Conseil de défense écologique : le projet "Montagne d'or" en Guyane enterré 

Conseil de défense écologique : le projet "Montagne d'or" en Guyane enterré 
Le ministre de la Transition écologique François de Rugy et le Premier ministre Édouard Philippe le 23 mai à l'Élysée.

Orange avec AFP-Services, publié le jeudi 23 mai 2019 à 15h01

Le tout premier Conseil de défense écologique (CDE) était réuni jeudi matin à l'Élysée. Le projet "Montagne d'or", en Guyane", a été jugé "incompatible avec les exigences de protection de l'environnement". 

Le Premier Édouard Philippe et le ministre de la Transition écologique François de Rugy ont récapitulé les actions écologiques du gouvernement à l'issue du premier Conseil de défense écologique (CDE) réuni jeudi 23 mai à l'Elysée.

La principale annonce : l'arrêt du projet Montagne d'or en Guyane. "Le projet Montagne d'or ne se fera pas", a déclaré François de Rugy, après avoir expliqué que le CDE avait "constaté l'incompatibilité du projet avec les exigences de protection de l'environnement". Emmanuel Macron avait déjà émis de sérieuses réserves quant à ce projet lundi 6 mai. 

Le projet "Montagne d'or" était le plus important projet français de mine d'or à ciel ouvert, rappelle Le Parisien. Il s'agissait de "l'exploitation à partir de 2022 d'une mine de 2,5 km de long en pleine forêt tropicale, avec un procédé de récupération de l'or par cyanuration en circuit fermé", poursuit le quotidien. 750 emplois directs et 3.000 indirects étaient concernés. Mais depuis plusieurs années, les associations écologistes dénoncent un projet destructeur pour la biodiversité. 



Les exigences environnementales dans le Code minier 

Le CDE, qui se réunissait pour la première fois jeudi, a aussi décidé de réformer le Code minier pour y intégrer les exigences environnementales à tous les processus miniers, réforme qui sera présentée en conseil des ministres en décembre, a précisé François de Rugy.


Le ministre a également annoncé la mise en place d'un observatoire de l'artificialisation des sols, qui produira plus de connaissances par département, en vue d'un calendrier pour aller vers le "zéro artificialisation". Il s'agit pour le gouvernement de limiter l'impact de ces sols artificiels (sols bâtis, revêtus...) sur la biodiversité. 

Sur les emballages, des travaux ont été annoncés en vue de la mise en place de la consigne des emballages plastiques et aluminium.

"Nous n'allons pas assez vite" 

Le gouvernement est "déterminé à obtenir des résultats concrets et rapides" sur le climat et la biodiversité, a déclaré le Premier ministre. "Nous devons aller plus vite et plus loin" en matière d'écologie mais "sans renoncer à notre ambition de produire davantage de richesses en France", a-t-il affirmé, avant de présenter quelques axes de travail, connus pour la plupart.


"Toutes les politiques publiques doivent être irriguées par cette préoccupation et intégrer les logiques de préservation du climat", a ajouté Édouard Philippe. "Après avoir constaté que nous avons fait beaucoup, nous pouvons considérer que nous n'allons pas assez vite et, peut-être, pas assez loin". 

Opportunisme politique ? 

"Notre conviction est que nous allons y arriver.
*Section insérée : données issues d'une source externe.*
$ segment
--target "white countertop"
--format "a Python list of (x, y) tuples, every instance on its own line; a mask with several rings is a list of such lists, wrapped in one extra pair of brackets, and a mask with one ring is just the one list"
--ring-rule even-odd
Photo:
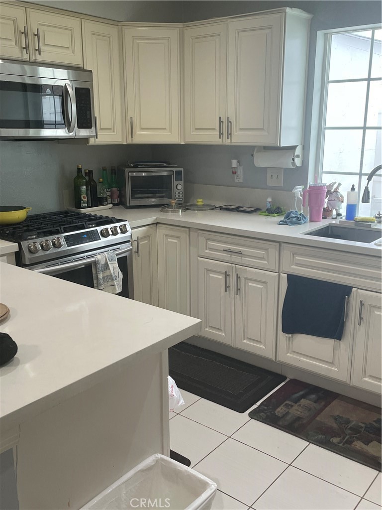
[(0, 330), (18, 351), (0, 368), (3, 431), (197, 334), (201, 321), (0, 263)]
[[(123, 207), (113, 208), (103, 212), (105, 215), (127, 220), (131, 228), (154, 223), (163, 222), (170, 225), (186, 226), (202, 230), (214, 231), (225, 234), (258, 238), (267, 241), (302, 244), (327, 249), (358, 253), (363, 255), (381, 257), (380, 246), (374, 243), (356, 242), (343, 239), (331, 239), (324, 237), (305, 235), (306, 232), (338, 220), (322, 220), (320, 222), (308, 222), (301, 225), (289, 226), (278, 225), (284, 217), (264, 216), (257, 213), (236, 213), (220, 209), (206, 211), (185, 211), (181, 213), (161, 213), (160, 208), (126, 209)], [(382, 225), (371, 227), (378, 228), (382, 237)]]

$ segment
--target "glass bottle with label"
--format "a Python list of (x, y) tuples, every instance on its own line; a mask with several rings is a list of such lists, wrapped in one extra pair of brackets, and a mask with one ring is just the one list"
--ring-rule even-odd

A l'évidence, le combat n'est pas perdu", a estimé le Premier ministre, pour qui ce Conseil doit être "l'outil décisionnel ultime".

Répondant à ceux qui accusent le gouvernement d'"opportunisme politique" en réunissant ce nouveau Conseil à trois jours des européennes, Édouard Philippe a répondu : "nous en parlons, ils nous critiquent, nous n'en parlerions pas, on critiquerait".  "C'est la vie politique, je la connais, je la respecte, mais de façon encore un tout petit peu plus importante que la vie politique, il y a ce que fait le pays pour être à la hauteur des enjeux."